De rechtbank overweegt als volgt. Uit het arrest van 17 december 1996 (ECLI:CE:ECHR:1996:1217JUD001918791) inzake Saunders tegen het Verenigd Koninkrijk van het EHRM volgt dat het verbod op gedwongen zelfincriminatie samenhangt met het zwijgrecht. Dit betekent dat dit verbod zich niet uitstrekt tot het gebruik in strafzaken van bewijsmateriaal dat weliswaar onder dwang is verkregen, maar bestaat onafhankelijk van de wil van de verdachte (hierna: wilsonafhankelijk materiaal). Uit latere rechtspraak blijkt niet dat het EHRM van deze regel is teruggekomen.

Uit het arrest van 29 mei 2015 (ECLI:NL:HR:2015:1359) van de Hoge Raad volgt dat met de regel van het arrest Saunders niet verenigbaar zou zijn dat – zoals de belanghebbende in die zaak stelt – het nemo tenetur-beginsel zich uitstrekt tot alle bescheiden waarvan het overhandigen erkenning van het bestaan ervan impliceert. In elke afgedwongen overhandiging van bescheiden ligt immers een zodanige erkenning besloten. Aanvaarding van dit standpunt zou derhalve meebrengen dat het onderscheid dat is gemaakt in het arrest Saunders zinledig is.

Uit de brief van 5 juli 2017 volgt dat verweerder van eiseres op grond van artikel 5:16 en 5:17 van de Awb, met betrekking tot alle chauffeurs die in 2017 op vrachtwagens van eiseres met een Nederlands kenteken hebben gereden, het volgende heeft gevorderd:

- geldige identiteitsdocument(en);

- contracten en facturen van huur/inlening van deze chauffeurs;

- arbeidscontracten; en

- bewijzen van loonbetalingen.

Bij brief van 17 januari 2018 heeft verweerder van eiseres op grond van artikel 5:17 van de Awb, het volledig kasboek van de eerste helft van 2017 gevorderd. Verder wordt ten aanzien van nader geduide transporten in de brief de volgende stukken gevorderd:

- opdracht(bevestigingen)

- vrachtbrieven/CMR(s);

- alle facturatie; en

- eventuele contracten en/of verrekeningen met handelsnaam.
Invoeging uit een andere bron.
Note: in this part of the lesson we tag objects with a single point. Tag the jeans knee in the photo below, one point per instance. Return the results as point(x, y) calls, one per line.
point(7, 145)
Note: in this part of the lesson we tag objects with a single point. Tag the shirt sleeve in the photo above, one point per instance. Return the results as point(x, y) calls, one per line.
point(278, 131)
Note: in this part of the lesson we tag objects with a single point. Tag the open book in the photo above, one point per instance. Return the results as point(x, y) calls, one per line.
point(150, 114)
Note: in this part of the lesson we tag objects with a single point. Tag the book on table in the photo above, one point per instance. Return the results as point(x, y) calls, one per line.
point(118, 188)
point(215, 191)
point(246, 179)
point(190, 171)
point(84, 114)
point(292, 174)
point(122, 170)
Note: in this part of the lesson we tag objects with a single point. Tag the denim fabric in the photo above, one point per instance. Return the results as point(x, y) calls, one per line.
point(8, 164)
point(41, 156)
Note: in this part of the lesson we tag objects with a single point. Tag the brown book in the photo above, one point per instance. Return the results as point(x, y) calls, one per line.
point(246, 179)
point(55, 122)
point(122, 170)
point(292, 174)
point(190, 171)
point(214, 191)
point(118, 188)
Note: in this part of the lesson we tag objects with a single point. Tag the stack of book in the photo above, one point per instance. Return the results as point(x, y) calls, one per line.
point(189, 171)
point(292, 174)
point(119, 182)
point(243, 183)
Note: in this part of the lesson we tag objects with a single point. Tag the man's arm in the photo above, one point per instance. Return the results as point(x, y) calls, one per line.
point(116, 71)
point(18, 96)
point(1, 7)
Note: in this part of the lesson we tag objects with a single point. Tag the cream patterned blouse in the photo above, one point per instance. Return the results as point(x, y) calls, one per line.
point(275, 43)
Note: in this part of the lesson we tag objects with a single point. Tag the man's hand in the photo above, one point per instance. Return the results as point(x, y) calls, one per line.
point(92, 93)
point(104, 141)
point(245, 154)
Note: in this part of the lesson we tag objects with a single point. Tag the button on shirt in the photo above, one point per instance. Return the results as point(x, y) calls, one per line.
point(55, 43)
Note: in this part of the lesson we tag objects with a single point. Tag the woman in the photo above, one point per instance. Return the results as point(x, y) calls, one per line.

Met betrekking tot de nader genoemde vrachtwagens en chauffeurs.

Bij brief van 6 juli 2017 heeft verweerder eiseres ten aanzien van de werknemer C de volgende stukken gevorderd:

- opgaven, zoals bedoeld in artikel 7:626 van het Burgerlijk Wetboek (loonstrook), dan wel andere bescheiden waaruit de in dat artikel voorgeschreven gegevens blijken;

- bescheiden waaruit blijkt welk loon aan de werknemers is voldaan;

- bescheiden waaruit blijkt welke vakantiebijslag aan de werknemers is voldaan; en

- bescheiden waaruit blijkt hoeveel uren de werknemers hebben gewerkt.

Ten aanzien van de loonbetalingen vanaf 1 januari 2017 wordt tevens gevorderd:

- bescheiden waaruit de betalingsverplichting of voorschotten blijken welke met in achtneming van artikel 13 van de Wml zijn ingehouden op of verrekend met het minimumloon.

Tot deze bescheiden kunnen, onder andere, behoren:

- arbeidsovereenkomst;

- contracten en facturen;

- loonspecificaties;

- urenregistraties;

- betalingsbewijzen van bank of kas.

Ten aanzien van de loonbetalingen wordt tevens gevorderd:

- schriftelijke volmacht(en)/overeenkomsten

- schriftelijk bewijs van girale betaling voorschot.

Op 30 oktober 2017 heeft verweerder eiseres op grond van artikel 18, tweede lid, van de Wml verzocht om schriftelijke opgaven, zoals bedoeld in artikel 7:626 van het Burgerlijk Wetboek dan wel andere bescheiden waaruit blijkt welk loon en welke vakantiebijslag de werknemers K 1 en K 2 hebben ontvangen in de periode december 2016 tot en met mei 2017 en hoeveel uren zij daadwerkelijk hebben gewerkt.

De rechtbank stelt, mede gelet op hetgeen ter zitting is besproken vast dat de beroepsgrond van eiseres niet ziet op het ter plekke verrichten van onderzoek door de Inspectie, maar op het vorderen van gegevens. Volgens eiseres maakt het vorderen van deze gegevens, deze gegevens wilsafhankelijk waardoor deze niet als bewijs gehanteerd mogen worden. Verweerder heeft in zijn besluitvorming bestreden dat er sprake is van wilsafhankelijk materiaal en verwezen naar de conclusie van Staatsraad Advocaat-Generaal Keus (hierna: A-G Keus) van 12 april 2017.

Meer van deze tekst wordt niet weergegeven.